The analytical methods to measure the extent of final degradation include determination of the mineralization parameters CO2 production and chemical oxygen requirement, as well as the measurement of the totals of mineralization and assimilation by studying the decrease in the amount of organic carbon in solution (DOC).*

Usually, the final degradability of the test substance is studied using one of five "Tests of Biodegradability" that were recommended by the OECD and are integrated into EC legislation on chemical substances. Duration of the test is 28 days. Again in these tests, the test substance is the only carbon source for the bacteria originating from waste water, rivers and soil. According to OECD criteria, compounds with a mineralization rate (CO2 ,CSB) of more than 60% or a DOC decrease of more than 70% are considered to be degraded rapidly and completely under environmental conditions.

Comparing the data for primary and final degradation of tensides, it can be said that tensides with a high rate of primary degradation are further degraded extensively to their natural end products, so there is no accumulation of lasting waste products in the environment.

The extensive degradability of tensides and their ecological safety are also stated in the latest report on the aquatic compatibility of tensides in cleaning agents and detergents issued by the Detergents Committee. This committee consists of representatives from administration, water industry manufacturers, industry and universities, and serves as a consulting body to the German government.

According to this report, all major tensides in cleaning agents and detergents clearly exceed the primary degradation rate of 80 % specified by law. In addition to this, their total degradation of more than 60% fulfills the requirements of the OECD for readily biodegradable substances.

Acute aquatic toxicity of tensides, measured as LC50 **/EC50 (concentration where 50% of the organisms survive in the fish- and daphnia test) is higher than 1 mg/l. - Compare with numbers for "ECS 89" listed above-!

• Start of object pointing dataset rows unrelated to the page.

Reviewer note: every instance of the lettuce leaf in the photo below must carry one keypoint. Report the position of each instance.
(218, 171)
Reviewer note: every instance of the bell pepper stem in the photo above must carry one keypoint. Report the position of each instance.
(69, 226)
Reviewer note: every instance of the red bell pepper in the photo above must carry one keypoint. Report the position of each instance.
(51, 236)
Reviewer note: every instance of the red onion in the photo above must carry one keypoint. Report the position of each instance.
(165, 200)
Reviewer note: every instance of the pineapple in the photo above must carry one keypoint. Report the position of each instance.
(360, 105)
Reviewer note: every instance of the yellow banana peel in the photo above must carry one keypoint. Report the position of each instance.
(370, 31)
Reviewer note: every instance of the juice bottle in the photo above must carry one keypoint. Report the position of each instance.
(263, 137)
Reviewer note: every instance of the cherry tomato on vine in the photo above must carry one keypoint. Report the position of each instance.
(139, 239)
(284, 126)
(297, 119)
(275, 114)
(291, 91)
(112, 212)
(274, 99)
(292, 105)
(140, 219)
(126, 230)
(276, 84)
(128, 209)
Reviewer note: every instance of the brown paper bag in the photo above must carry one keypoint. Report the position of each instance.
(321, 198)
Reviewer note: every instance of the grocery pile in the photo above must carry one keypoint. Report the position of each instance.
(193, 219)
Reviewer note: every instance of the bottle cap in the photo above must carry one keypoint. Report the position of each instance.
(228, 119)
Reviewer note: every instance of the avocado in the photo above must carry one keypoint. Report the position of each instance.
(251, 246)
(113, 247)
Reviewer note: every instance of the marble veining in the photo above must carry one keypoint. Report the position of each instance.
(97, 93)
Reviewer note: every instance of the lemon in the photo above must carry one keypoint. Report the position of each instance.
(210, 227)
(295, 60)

As mentioned above, the tenside concentration used in the "ECS Dust Suppression System" is 1:3750 - 1 : 4200, i.e. 1 liter of tenside is dissolved in 3750 (4200) liters of water.

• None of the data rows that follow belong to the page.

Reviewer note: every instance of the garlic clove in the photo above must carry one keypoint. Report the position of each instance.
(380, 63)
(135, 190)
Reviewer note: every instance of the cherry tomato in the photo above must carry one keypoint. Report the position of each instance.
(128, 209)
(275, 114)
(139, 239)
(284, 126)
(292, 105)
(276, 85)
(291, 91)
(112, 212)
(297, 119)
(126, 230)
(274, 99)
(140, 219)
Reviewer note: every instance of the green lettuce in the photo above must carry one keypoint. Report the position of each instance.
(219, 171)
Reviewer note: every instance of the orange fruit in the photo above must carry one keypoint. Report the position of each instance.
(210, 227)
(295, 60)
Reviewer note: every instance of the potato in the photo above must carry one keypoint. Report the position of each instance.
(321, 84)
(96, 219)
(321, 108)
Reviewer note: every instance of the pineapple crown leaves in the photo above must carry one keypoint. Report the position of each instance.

Consequently, each liter of the ECS mixture: raw water and "ECS 89" contains 0.27 g of tenside. Tenside concentrations of 0.5 g/l drinking water are considered safe by the health authorities

Our safety sheets (DIN - US STANDARDS) list all relevant data for the concentrate and the concentration used in the system.

It is obvious that the tenside "ECS 89" used in the "ECS Dust Suppression System" meets and even exceeds all requirements with regard to environmental protection, toxicology, ecology and biodegradability. There have been and can be no objections raised against its correct use, in Germany or abroad.

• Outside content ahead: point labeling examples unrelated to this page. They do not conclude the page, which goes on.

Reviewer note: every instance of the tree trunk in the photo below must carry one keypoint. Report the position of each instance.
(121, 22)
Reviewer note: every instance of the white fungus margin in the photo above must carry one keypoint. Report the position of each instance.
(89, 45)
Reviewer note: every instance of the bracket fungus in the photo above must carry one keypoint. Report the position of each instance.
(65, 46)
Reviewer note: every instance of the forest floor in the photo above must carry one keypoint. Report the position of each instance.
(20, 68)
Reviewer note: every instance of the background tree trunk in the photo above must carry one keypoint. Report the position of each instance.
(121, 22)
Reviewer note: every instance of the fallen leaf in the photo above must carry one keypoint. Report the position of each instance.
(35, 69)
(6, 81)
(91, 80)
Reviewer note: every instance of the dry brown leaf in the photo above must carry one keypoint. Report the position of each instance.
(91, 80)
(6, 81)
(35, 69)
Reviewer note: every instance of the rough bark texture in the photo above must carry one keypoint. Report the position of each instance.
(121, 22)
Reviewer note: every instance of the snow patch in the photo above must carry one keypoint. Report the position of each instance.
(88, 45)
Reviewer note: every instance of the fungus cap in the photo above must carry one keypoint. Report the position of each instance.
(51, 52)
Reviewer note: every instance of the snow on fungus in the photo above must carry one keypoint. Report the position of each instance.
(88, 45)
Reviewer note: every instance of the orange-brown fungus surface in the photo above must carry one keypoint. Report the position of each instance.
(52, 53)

More than 300 systems are in use world-wide but there have been and can be no objections raised against its correct use anywhere.

The tenside ECS 89 was developed specifically for the "ECS Dust Suppression System" Applied concentration, compatibility with installed seals, tubes, pipes and other materials, flow properties and especially gauging and control instrumentation have been designed and tested specifically for our system. For these reasons and also because of the environmental considerations, exhaustively listed above, our warranty expires immediately and completely if another tenside is used.

"ECS 89" is available in many countries and on all continents.